Preparation of Nanofluid system (NFs) for Heat Exchanger

Abstract

- The thesis content can be portrayed briefly as three chapters:  Chapter (I): General introduction: - This chapter contains general introduction regarding the work done and includes two parts: • Part (I): It contains an overview about definition of nanofluids and factors affecting on it, in addition to literature survey about nanofluids preparation and properties. • Part (II): It illustrates the chemical structure of Titanium dioxide (TiO2) and Tungsten oxide (WO3), and its applications.  Chapter (II): Preparation and characterization of rutile titania nanofluids stabilized in different surfactants base fluids: In this chapter, a series of TiO2 nanofluids were prepared in the concentrations of 0.0625, 0.125, 0.25, 0.5, and 1 wt% using both CTAB and SDS surfactants as stabilizer. Several characterization techniques were utilized to characterize the prepared nano fluids and to measure the stability and sedimentation rate of the prepared nano fluids with and without surfactant.
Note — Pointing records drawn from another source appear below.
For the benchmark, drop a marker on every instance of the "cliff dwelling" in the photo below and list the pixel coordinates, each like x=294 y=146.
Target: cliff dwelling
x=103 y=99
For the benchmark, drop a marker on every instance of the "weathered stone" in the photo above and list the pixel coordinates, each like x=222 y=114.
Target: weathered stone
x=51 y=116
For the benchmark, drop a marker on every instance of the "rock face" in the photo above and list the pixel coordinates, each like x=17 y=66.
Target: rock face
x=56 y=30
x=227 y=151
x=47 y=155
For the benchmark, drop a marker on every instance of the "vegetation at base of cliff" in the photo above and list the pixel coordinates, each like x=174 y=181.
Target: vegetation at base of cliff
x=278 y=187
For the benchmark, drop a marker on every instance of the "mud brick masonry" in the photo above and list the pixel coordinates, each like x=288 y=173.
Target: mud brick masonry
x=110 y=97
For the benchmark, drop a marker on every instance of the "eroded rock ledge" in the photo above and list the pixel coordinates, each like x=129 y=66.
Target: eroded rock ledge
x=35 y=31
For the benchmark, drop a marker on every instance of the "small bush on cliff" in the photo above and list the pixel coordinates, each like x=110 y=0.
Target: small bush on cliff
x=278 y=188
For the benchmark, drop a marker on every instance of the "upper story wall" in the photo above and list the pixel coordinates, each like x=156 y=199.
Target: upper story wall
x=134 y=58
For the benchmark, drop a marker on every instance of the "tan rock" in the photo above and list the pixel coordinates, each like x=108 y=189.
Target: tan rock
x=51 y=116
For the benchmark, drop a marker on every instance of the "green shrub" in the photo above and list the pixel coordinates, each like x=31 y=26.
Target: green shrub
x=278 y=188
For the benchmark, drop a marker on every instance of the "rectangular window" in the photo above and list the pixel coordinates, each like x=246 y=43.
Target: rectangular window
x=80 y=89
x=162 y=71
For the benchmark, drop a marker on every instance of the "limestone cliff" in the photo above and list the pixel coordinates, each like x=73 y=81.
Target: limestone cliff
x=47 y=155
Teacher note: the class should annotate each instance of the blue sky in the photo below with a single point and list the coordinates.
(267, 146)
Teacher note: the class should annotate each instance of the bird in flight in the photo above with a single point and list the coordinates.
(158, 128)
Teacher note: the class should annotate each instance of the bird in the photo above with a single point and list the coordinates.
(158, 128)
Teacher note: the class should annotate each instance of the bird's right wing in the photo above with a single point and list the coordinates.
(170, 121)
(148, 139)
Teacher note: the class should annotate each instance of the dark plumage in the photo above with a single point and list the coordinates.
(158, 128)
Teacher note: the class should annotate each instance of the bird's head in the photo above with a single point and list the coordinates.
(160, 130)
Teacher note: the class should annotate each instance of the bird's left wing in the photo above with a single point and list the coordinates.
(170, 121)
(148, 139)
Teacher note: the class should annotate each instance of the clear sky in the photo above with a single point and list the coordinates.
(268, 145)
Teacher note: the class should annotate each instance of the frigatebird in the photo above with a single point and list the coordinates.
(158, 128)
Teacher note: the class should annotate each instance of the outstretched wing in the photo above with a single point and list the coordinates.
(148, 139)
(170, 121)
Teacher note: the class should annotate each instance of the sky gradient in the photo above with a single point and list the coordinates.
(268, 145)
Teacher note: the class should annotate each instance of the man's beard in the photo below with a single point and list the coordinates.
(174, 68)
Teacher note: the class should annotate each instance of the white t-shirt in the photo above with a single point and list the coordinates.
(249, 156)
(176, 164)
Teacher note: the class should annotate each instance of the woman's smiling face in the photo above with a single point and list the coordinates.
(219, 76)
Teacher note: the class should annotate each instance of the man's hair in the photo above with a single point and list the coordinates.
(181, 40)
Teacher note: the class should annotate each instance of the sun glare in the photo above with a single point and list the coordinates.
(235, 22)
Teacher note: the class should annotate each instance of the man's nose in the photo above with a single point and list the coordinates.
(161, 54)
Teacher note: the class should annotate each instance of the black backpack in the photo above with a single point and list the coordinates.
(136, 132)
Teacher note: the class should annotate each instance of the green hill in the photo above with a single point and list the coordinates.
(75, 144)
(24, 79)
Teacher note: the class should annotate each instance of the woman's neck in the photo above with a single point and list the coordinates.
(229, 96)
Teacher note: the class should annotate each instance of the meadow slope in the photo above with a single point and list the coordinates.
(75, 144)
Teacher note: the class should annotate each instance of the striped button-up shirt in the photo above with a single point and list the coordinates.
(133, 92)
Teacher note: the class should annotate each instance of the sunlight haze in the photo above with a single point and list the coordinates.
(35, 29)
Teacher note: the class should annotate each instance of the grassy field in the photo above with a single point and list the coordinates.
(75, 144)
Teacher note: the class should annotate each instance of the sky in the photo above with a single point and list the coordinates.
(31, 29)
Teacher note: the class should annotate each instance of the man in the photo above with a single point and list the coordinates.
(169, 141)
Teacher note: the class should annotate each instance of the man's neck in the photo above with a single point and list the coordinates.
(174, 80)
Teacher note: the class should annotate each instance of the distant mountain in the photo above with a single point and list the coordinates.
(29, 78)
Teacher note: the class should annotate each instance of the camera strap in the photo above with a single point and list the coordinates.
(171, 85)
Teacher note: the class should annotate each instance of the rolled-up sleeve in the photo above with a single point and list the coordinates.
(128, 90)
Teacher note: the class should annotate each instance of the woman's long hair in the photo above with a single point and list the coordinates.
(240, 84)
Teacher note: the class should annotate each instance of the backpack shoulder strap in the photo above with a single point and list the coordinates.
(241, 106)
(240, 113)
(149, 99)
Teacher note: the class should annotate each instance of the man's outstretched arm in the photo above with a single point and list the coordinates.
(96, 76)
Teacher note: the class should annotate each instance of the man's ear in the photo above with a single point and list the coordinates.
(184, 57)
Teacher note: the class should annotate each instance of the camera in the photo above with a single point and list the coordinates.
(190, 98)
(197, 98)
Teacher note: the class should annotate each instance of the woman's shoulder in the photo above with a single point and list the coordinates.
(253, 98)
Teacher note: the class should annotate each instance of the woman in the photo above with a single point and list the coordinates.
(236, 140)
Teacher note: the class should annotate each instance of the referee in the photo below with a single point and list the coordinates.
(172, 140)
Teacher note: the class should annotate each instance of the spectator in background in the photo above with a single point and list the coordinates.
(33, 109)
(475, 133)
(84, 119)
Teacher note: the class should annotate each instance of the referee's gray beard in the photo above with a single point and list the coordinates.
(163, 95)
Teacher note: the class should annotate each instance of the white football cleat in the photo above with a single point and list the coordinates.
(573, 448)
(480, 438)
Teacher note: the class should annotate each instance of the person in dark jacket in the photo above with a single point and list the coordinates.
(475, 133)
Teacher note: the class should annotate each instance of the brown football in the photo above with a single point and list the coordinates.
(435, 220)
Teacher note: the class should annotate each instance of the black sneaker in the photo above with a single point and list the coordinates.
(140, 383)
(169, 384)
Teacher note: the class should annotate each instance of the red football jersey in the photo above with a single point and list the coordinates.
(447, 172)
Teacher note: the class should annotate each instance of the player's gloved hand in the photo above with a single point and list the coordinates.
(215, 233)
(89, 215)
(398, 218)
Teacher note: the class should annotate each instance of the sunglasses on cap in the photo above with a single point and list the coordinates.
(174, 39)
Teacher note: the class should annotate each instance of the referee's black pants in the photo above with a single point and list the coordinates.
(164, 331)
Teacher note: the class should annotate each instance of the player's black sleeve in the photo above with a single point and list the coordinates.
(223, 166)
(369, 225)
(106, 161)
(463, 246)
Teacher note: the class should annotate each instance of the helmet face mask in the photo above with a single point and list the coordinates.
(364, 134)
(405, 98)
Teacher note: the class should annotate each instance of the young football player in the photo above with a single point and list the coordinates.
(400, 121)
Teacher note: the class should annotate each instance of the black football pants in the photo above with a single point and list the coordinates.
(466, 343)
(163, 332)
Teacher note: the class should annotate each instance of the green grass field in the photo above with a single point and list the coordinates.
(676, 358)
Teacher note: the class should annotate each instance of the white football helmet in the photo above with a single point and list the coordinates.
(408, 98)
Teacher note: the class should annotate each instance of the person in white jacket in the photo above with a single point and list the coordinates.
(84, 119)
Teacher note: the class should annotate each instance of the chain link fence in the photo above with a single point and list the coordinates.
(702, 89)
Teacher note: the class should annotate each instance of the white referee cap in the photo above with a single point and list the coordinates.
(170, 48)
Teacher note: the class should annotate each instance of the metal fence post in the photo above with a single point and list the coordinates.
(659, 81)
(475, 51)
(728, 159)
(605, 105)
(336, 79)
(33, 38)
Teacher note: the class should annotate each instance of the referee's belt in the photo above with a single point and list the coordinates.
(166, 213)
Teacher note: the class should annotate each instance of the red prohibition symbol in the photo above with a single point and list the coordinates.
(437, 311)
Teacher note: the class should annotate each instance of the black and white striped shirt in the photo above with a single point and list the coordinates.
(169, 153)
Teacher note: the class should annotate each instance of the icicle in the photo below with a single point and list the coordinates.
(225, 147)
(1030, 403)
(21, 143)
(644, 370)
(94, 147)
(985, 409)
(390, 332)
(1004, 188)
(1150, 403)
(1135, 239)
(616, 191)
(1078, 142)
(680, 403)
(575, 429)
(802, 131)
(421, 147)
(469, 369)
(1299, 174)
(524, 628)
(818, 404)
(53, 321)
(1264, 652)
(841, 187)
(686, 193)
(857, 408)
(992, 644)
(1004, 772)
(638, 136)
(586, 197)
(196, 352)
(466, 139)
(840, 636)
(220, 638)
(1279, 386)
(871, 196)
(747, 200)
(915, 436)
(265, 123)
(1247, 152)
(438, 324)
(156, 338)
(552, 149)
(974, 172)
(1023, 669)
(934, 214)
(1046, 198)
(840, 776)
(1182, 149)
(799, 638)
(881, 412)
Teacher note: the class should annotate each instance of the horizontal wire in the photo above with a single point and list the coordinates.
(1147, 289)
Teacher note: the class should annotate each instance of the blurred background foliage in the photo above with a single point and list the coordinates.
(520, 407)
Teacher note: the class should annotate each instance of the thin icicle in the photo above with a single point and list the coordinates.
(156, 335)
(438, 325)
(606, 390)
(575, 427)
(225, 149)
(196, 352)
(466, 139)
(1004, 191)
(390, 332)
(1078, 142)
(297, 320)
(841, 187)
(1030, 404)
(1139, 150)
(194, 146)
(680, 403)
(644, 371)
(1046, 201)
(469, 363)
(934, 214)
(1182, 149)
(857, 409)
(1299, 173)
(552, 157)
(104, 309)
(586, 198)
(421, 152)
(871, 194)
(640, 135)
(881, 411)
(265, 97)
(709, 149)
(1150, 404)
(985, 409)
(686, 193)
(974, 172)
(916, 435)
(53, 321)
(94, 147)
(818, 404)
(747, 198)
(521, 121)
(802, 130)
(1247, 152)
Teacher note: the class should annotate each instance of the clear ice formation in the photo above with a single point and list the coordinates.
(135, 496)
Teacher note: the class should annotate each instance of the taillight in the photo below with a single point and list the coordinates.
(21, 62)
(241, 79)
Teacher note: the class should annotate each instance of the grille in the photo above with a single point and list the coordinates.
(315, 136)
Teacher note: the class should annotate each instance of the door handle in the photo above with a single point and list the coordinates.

The used equipment's are such as High Resolution Transmission Electron Microscope (HRTEM), Dynamic Light Scattering (DLS), Differential Scanning Calorimetry (DSC), PVS TM Rheometer. Zeta potential of TiO2/SDS system was found to be 45.2 mV, for TiO2/CTAB system was 39.6 mV and in case of TiO2/H2O system the Zeta potential was -27.8 mV. Capture photo for all titania concentrations showed that the TiO2/SDS nanofluids were stable after the 31 days and the particle size remained constant for at least 10 days. This may be due to the ability of SDS to undergo ionization and increasing dispersion and entropy. With three different concentrations of TiO2/CTAB nanofluids containing high titania concentrations nanofluids (1%, 0.5% and 0.25%), the particle size remained constant for 10 days. However; the particle size considerably varied with time for the other two concentrations (0.125% and 0.0625%) nanofluids due to high ratio of surfactant to titania nanoparticles. Addition of nanoparticles to CTAB base fluid enhanced the thermal conductivity with a magnificent value. The maximum value reached 640 mS/cm for 0.5%TiO2/CTAB nanofluid at temperatures below 50 °C. This is attributed to self-organization of CTAB to form the potential hydrogen bonding centers in water. In addition, CTAB base nanofluids showed low viscosity values and low specific heat in comparison with SDS base fluids which are needed in the cooling industry.